Hace exactamente un año atrás ello era inconcebible. Y si algo así hubiese ocurrido, los autores de las aludidas columnas hubiesen sido “funados” o, como mínimo, severamente reprendidos por tratar con desenfado a una mujer que es, además, representante de un pueblo originario. Más aún: Elisa Loncón era un ícono y también (para no pocos) algo así como un ídolo en la acepción que Iván Zamorano le otorga a dicha palabra. Pero ya no lo es. Su buena estrella se extinguió de manera súbita.
El hecho de que, actualmente, Matamala y Gumucio no sean en modo alguno cuestionados por sus dichos es un indicador de cómo ha variado el registro de relaciones de poder en el transcurso de tan sólo un año. El clima político cambió. Claramente, la doctora Loncón fue despojada de los fueros con los cuales fue agraciada por la misma opinión pública que hoy inadvertidamente —y sin ningún tipo de comparsas— se los quita.

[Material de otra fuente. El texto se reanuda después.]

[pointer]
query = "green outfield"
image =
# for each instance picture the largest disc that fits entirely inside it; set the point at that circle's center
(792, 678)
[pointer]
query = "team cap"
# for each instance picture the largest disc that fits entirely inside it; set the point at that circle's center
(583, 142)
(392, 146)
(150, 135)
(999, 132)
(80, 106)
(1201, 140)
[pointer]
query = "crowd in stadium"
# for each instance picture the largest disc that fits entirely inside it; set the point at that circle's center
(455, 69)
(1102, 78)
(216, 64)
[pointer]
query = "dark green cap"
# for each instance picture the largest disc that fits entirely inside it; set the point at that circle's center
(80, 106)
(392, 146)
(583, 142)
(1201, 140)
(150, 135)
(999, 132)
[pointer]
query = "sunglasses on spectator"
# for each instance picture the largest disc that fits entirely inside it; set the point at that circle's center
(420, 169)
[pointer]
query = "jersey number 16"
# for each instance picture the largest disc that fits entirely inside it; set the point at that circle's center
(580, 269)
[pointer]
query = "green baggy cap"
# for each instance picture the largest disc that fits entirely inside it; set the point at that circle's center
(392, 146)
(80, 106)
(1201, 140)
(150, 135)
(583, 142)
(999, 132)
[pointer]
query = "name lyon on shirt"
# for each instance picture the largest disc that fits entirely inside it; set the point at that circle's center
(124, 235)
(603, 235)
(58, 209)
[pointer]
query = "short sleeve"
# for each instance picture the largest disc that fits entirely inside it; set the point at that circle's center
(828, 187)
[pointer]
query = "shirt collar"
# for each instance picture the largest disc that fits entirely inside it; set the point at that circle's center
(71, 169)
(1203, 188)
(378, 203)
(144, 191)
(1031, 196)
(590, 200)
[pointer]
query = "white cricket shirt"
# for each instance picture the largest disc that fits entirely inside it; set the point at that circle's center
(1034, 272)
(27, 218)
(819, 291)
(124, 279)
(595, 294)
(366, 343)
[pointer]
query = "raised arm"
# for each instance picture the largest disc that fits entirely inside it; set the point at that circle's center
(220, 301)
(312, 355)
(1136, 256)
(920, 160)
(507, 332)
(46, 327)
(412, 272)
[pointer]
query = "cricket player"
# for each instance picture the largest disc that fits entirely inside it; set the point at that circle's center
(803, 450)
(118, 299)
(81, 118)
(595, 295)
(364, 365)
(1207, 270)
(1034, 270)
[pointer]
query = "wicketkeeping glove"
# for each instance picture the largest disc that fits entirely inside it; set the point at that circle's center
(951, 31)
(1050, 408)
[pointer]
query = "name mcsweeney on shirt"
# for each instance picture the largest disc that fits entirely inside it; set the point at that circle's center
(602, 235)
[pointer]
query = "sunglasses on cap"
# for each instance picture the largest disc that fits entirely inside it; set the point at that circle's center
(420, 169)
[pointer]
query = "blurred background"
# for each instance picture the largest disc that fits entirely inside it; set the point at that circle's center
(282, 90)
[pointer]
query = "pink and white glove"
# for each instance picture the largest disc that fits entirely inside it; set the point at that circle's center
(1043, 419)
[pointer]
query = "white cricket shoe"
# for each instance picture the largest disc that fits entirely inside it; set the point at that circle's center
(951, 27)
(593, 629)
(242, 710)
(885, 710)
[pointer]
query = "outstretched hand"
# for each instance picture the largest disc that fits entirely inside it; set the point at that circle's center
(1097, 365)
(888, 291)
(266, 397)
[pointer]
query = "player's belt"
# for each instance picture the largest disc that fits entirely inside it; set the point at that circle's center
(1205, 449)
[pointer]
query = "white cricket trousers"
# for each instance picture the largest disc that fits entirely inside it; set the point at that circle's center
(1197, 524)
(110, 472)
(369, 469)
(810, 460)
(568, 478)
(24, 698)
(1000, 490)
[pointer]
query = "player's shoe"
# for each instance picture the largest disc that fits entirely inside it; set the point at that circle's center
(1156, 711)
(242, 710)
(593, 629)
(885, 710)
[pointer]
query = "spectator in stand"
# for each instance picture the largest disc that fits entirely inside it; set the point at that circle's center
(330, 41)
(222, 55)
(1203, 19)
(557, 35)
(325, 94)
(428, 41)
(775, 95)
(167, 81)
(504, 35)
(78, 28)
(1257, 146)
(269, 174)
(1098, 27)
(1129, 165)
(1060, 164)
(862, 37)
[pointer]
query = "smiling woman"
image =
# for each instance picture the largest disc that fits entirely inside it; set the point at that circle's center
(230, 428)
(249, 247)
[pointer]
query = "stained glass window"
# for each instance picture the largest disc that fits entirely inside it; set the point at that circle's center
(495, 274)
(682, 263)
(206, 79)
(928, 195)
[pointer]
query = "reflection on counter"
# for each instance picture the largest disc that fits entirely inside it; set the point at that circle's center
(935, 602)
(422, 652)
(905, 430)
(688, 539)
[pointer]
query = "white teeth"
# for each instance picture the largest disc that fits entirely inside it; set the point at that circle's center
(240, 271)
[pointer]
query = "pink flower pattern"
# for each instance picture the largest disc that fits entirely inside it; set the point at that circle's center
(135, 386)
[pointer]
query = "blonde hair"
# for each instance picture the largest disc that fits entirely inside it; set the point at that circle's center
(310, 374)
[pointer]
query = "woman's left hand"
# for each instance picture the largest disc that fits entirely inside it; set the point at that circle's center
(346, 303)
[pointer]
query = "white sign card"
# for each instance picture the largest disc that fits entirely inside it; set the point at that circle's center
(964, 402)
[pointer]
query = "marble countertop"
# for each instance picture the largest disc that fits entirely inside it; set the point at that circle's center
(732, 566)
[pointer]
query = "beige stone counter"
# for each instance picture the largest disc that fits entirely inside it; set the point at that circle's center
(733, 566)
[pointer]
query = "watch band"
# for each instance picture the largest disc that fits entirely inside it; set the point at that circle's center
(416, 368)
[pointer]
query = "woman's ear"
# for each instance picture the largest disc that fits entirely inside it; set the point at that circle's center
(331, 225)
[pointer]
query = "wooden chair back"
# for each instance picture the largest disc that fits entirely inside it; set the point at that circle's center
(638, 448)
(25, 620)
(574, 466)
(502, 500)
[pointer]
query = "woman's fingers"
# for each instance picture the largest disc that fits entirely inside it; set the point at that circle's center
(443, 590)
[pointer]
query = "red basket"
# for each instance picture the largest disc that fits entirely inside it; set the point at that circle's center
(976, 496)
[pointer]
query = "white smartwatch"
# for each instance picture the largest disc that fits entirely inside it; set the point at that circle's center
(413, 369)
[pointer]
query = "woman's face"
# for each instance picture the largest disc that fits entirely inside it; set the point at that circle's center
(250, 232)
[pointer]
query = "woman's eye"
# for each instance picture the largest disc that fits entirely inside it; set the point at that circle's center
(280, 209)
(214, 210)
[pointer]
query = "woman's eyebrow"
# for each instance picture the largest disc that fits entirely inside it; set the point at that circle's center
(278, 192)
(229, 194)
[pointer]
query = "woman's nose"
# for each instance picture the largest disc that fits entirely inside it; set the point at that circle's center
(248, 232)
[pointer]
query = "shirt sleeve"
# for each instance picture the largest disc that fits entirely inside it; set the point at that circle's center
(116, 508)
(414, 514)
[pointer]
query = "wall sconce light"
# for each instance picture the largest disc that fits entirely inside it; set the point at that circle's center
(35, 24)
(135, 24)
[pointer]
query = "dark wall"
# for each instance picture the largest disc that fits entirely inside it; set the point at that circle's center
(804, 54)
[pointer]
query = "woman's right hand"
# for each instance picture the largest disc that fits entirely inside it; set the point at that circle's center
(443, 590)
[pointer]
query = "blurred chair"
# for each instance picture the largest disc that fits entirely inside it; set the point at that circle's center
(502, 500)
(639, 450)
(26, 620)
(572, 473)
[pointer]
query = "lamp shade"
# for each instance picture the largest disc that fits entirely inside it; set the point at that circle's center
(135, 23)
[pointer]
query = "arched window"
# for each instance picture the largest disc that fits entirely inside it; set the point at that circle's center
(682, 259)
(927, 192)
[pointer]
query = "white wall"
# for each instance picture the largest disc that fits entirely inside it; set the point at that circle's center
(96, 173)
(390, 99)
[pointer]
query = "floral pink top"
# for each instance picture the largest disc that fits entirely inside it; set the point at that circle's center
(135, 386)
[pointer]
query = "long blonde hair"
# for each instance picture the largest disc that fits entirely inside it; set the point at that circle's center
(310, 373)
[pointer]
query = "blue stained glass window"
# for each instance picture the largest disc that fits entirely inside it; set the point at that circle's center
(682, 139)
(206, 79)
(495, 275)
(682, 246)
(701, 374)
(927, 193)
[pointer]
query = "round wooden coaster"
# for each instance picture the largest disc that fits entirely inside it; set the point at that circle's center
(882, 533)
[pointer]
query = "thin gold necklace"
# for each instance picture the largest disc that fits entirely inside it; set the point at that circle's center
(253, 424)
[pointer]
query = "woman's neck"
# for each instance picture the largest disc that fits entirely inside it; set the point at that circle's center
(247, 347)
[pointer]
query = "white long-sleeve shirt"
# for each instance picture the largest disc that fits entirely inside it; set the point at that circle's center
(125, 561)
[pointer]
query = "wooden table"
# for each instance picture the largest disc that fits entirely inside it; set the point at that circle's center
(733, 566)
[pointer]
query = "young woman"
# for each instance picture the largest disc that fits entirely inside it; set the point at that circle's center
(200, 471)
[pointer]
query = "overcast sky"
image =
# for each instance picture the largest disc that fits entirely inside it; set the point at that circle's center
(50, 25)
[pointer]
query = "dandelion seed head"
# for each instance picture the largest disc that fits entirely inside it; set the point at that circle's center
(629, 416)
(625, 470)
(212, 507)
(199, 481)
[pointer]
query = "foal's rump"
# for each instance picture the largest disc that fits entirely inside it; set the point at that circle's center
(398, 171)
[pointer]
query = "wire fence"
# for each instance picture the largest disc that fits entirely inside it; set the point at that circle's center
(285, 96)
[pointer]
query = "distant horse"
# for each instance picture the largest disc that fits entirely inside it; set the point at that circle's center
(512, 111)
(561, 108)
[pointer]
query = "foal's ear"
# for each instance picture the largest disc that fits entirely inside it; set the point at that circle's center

La caprichosa opinión pública ha devenido en diosa Fortuna y, como decía Nicolás Maquiavelo, ésta demuestra todo su poder donde no hay Virtud alguna. Me parece que tanto Zamorano como Maquiavelo, cada uno a su manera y con su respectivo lenguaje, brindan certeras pistas para comprender las venturas y desventuras de Elisa Loncón.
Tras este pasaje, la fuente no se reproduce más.